In the 1870s, a land survey supposedly located the geographical center of the state at a small settlement called Hughes Store. The name of the town was later changed to Center City, as it remains, and this live oak, located in the center of the town, was designated the Center Oak.
When Mills County was created, in 1887, many believed that Center City would be the county seat and a 50-acre townsite was platted around a square reserved for the courthouse. A number of mercantile establishments sprang up, along with a blacksmith shop and several saloons. A hotel was erected. The town developed into a populous commercial center. Regular stage and freighter runs between Brownwood and Gatesville and between Hamilton and Lampasas stopped at Center City to change teams of horses, and to exchange mail, passengers, and goods. According to accounts by early settlers, the Center Oak provided shade for early court sessions, until a courthouse could be built, and the area beneath its spreading branches served as a church and as a temporary school.
When the Santa Fe Railroad came to the county seat at Goldthwaite, ten miles west of Center City, Goldthwaite began to grow and attracted Center City's business and townspeople. In the early 1930s, when State Highway 7 between Goldthwaite and Gatesville was to be widened, construction called for removing the old oak.
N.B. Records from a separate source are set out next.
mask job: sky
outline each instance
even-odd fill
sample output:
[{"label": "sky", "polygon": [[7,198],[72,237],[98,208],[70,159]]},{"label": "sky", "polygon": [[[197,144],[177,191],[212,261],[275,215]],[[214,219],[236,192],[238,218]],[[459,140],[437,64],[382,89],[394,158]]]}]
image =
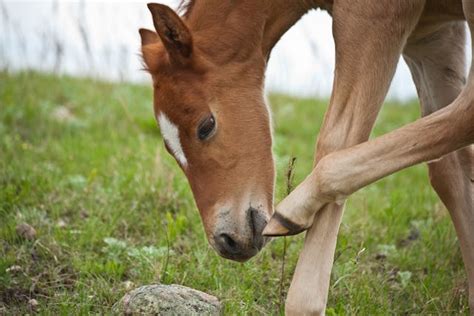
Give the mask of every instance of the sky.
[{"label": "sky", "polygon": [[[138,28],[153,29],[148,1],[0,0],[0,67],[147,82]],[[177,1],[159,1],[176,8]],[[328,98],[334,72],[331,18],[311,11],[274,48],[266,89]],[[388,97],[416,97],[401,59]]]}]

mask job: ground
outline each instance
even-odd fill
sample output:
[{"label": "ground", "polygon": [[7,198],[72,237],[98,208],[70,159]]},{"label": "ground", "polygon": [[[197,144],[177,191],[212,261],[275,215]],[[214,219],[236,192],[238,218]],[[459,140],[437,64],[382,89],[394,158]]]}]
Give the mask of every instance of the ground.
[{"label": "ground", "polygon": [[[296,183],[310,171],[327,101],[270,101],[280,200],[290,157]],[[387,103],[373,136],[418,116],[416,102]],[[21,223],[34,227],[33,240],[18,236]],[[286,239],[283,275],[283,238],[243,264],[215,254],[164,150],[151,87],[0,73],[0,314],[103,314],[127,290],[156,282],[213,294],[225,314],[278,314],[302,240]],[[328,315],[467,306],[458,241],[425,166],[349,198]]]}]

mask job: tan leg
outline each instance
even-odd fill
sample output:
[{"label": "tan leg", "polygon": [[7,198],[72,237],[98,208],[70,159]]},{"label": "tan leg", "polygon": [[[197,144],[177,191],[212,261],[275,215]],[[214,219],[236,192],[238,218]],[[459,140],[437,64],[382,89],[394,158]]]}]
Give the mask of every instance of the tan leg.
[{"label": "tan leg", "polygon": [[[474,3],[463,0],[463,10],[469,24],[472,54],[474,52],[474,44],[472,44],[474,43],[472,41],[474,39]],[[474,76],[474,66],[471,63],[470,80],[472,80],[472,76]],[[443,171],[438,171],[442,168],[441,164],[431,167],[431,181],[433,186],[437,186],[438,194],[448,209],[452,210],[450,213],[459,236],[459,244],[468,276],[470,313],[474,315],[474,146],[460,151],[457,157],[452,157],[451,159],[456,161],[453,162],[453,165],[457,164],[456,170],[458,173],[457,177],[451,177],[451,181],[456,181],[456,179],[459,182],[462,181],[458,183],[458,187],[465,190],[463,194],[464,200],[458,200],[460,197],[456,194],[457,192],[452,194],[444,193],[446,189],[444,189],[442,181],[437,180],[437,177],[443,177]]]},{"label": "tan leg", "polygon": [[[474,8],[474,2],[472,6]],[[314,215],[325,204],[341,201],[396,171],[472,144],[473,69],[471,66],[471,74],[461,94],[448,106],[386,135],[321,159],[311,174],[277,206],[277,214],[273,215],[264,233],[298,233],[311,226]],[[450,69],[447,72],[452,76]]]},{"label": "tan leg", "polygon": [[[334,91],[318,139],[315,164],[328,153],[369,137],[406,36],[421,11],[419,6],[406,1],[405,7],[397,9],[408,14],[392,12],[385,20],[374,19],[381,12],[386,13],[386,1],[391,0],[374,2],[370,10],[353,1],[339,1],[334,7],[337,56]],[[397,16],[396,21],[390,16]],[[390,37],[390,42],[381,43],[381,34]],[[365,75],[367,69],[371,69],[370,76]],[[296,266],[286,314],[324,314],[342,214],[342,203],[331,203],[317,214]]]},{"label": "tan leg", "polygon": [[[276,209],[264,233],[285,235],[309,227],[328,201],[420,162],[438,159],[474,142],[474,79],[449,106],[393,132],[323,157],[311,174]],[[282,206],[283,205],[283,206]],[[290,220],[287,220],[291,218]]]},{"label": "tan leg", "polygon": [[428,164],[433,188],[446,205],[458,235],[474,315],[474,146]]},{"label": "tan leg", "polygon": [[[428,38],[409,42],[405,60],[417,86],[422,113],[428,115],[451,103],[466,81],[465,24],[445,24]],[[456,228],[474,313],[474,147],[450,153],[428,167],[431,184]]]},{"label": "tan leg", "polygon": [[[470,6],[470,4],[467,6]],[[474,8],[474,4],[472,6]],[[470,23],[470,25],[474,24]],[[416,163],[440,158],[472,144],[474,142],[474,124],[472,124],[474,122],[473,74],[474,70],[471,67],[471,73],[466,86],[456,100],[448,106],[384,136],[323,157],[311,175],[299,186],[306,190],[306,193],[302,194],[301,197],[303,201],[307,201],[308,206],[298,209],[301,204],[298,205],[299,202],[293,200],[293,204],[289,203],[286,205],[291,211],[290,214],[298,214],[300,212],[303,214],[300,214],[300,218],[305,218],[306,215],[307,218],[312,219],[318,209],[313,208],[311,205],[318,206],[318,203],[323,204],[315,201],[336,201],[339,195],[346,196],[351,194],[359,188],[393,172]],[[463,155],[464,158],[459,160],[460,164],[467,166],[463,168],[472,168],[471,156],[471,154]],[[472,179],[469,180],[472,181]],[[290,195],[285,200],[291,200],[294,196]],[[466,196],[468,199],[465,204],[472,204],[472,202],[469,202],[469,198],[472,198],[472,193]],[[285,201],[282,203],[285,203]],[[293,205],[297,207],[293,207]],[[280,208],[280,210],[285,209]],[[308,213],[311,211],[313,214]],[[293,219],[293,217],[291,218]],[[468,219],[469,217],[466,215],[464,218]],[[320,219],[320,217],[318,216],[317,219]],[[472,227],[470,222],[462,222],[459,219],[456,219],[454,222],[459,227],[464,225],[463,229],[466,231]],[[314,224],[312,229],[316,225],[317,223]],[[269,226],[271,227],[271,225]],[[322,229],[328,230],[328,228]],[[321,233],[321,235],[323,234]],[[311,234],[308,236],[311,236]],[[330,243],[328,242],[328,244]],[[461,247],[468,249],[468,256],[470,254],[469,245],[469,241],[464,239],[461,241]],[[330,246],[332,249],[333,245],[330,244]],[[464,256],[466,257],[466,255]],[[308,255],[307,258],[311,258],[311,256]],[[468,273],[470,273],[472,267],[468,266],[467,269]],[[302,271],[308,271],[308,269]],[[298,275],[298,267],[296,274]],[[308,277],[310,276],[308,275]],[[300,282],[302,284],[304,282],[311,283],[312,280],[310,278],[302,278]],[[299,290],[302,291],[303,287],[300,287]],[[301,295],[301,292],[300,296],[308,299],[307,296]],[[304,303],[303,300],[301,304]]]}]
But local sentiment had its way, and the highway department relented and moved the roadway to the north to spare the tree.
Today, all that remains of Center City is a small combination general store and service station, a historic lodge building, a few scattered homes, and this memorial, which marks the spot once designated as the center of Texas.
The Center Oak died in 2011. The remains of its trunk is located 9.5 miles east of Goldthwaite, just 100 feet south of US Highway 84, on CR 332.